Coach Schellas Hyndman, who has coached for four decades and has 487 wins, said GCU has the best environment he’s ever experienced.
“At the collegiate level, there’s no place that I can even compare it to,” Hyndman said. “Even as an opposing coach in some great stadiums, I couldn’t match up to what we see here. John Trask, who coaches Wisconsin said, ‘Wow, you really have something special here. It’s amazing.’”
The Havocs have already propelled GCU to two upsets to start the year. The Lopes took down No. 12 Wisconsin to start their season and beat No. 20 Creighton in their second game, thanks to an 81st-minute winner from sophomore forward Jamie Delor.
The players and fans in the Havocs section know the high-energy crowds are affecting games.
“They help push us at the end of games when we need the help the most,” redshirt senior Alex Ramirez said. “We need to keep getting good wins and the fans are going to help us do that. Even on Sunday’s (when) homework is due, let’s try to get them out as much as possible because they’re going to help us. And we try to play for them.”
Senior Jake Bradshaw, who has been with the Havocs since his freshman year and now is a group leader, said it’s important for students to feel involved.
“It’s something that (the students) can actually have ownership over,” he said. “They can all show up to a game, have a blast (and) affect that game, and you can change the outcome. Each and every one of them knows that they affect the game, and that’s just a sense of pride.”
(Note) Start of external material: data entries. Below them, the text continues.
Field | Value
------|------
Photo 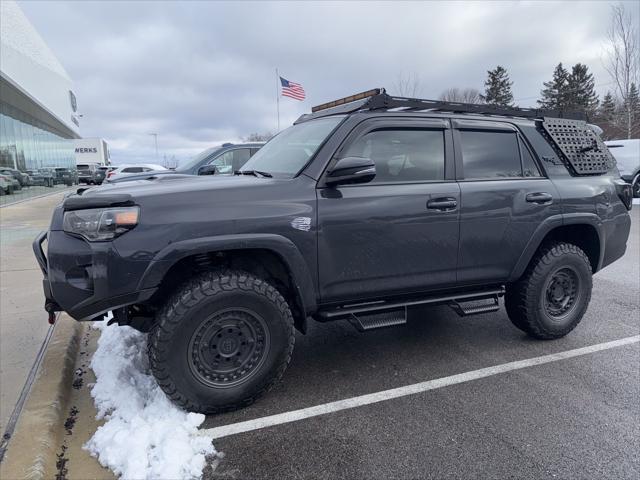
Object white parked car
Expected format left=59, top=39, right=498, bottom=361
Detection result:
left=605, top=139, right=640, bottom=198
left=106, top=164, right=168, bottom=183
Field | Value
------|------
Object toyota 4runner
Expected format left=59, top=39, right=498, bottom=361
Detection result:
left=34, top=89, right=633, bottom=414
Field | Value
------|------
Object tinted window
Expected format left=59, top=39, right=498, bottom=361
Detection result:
left=233, top=148, right=251, bottom=167
left=460, top=131, right=522, bottom=179
left=343, top=129, right=445, bottom=183
left=122, top=167, right=143, bottom=173
left=519, top=138, right=542, bottom=177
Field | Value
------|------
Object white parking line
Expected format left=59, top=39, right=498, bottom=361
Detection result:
left=199, top=335, right=640, bottom=439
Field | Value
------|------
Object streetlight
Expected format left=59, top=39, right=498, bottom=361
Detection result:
left=148, top=133, right=158, bottom=159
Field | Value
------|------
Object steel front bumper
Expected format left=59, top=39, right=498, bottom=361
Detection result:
left=33, top=231, right=156, bottom=321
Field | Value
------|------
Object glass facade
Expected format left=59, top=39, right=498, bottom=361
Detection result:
left=0, top=101, right=75, bottom=171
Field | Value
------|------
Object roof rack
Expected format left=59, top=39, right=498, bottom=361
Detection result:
left=308, top=88, right=588, bottom=121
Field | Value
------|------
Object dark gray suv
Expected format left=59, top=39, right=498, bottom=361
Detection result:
left=34, top=89, right=632, bottom=414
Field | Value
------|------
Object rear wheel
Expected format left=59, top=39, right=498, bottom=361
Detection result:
left=505, top=242, right=592, bottom=339
left=148, top=270, right=295, bottom=414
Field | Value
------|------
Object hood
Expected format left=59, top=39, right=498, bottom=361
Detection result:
left=108, top=170, right=179, bottom=183
left=62, top=174, right=287, bottom=210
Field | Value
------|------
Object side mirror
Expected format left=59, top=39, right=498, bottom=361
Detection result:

The Havocs’ presence creates a positive cycle with GCU athletics. Along with the in-game atmosphere propelling players on the field, the crowds give coaches like Hyndman a recruiting advantage, which in turn helps the very teams the Havocs are supporting.
“With some of these international boys that we have, we sent them (video of) our first home game. They see it because they’re unable to make a visit,” Hyndman said. “This past week we had five recruits on campus. Three of them are already committed, so they want to be a part of it.”
What makes the Havocs special is the dedication. Teams that aren’t successful or sports that are less popular often get depleted versions student sections at most schools. That’s not the case for the Havocs.
Soccer, for example, won only seven games in 2016 but still finished among the top 10 nationally in attendance. The Havocs take pride in turning out.
“We really try and let every sport have its supporters,” Langston said. “Students are fans of different sports, and sometimes they learn that they love a sport.
“We just keep trying to make it fun at every game.”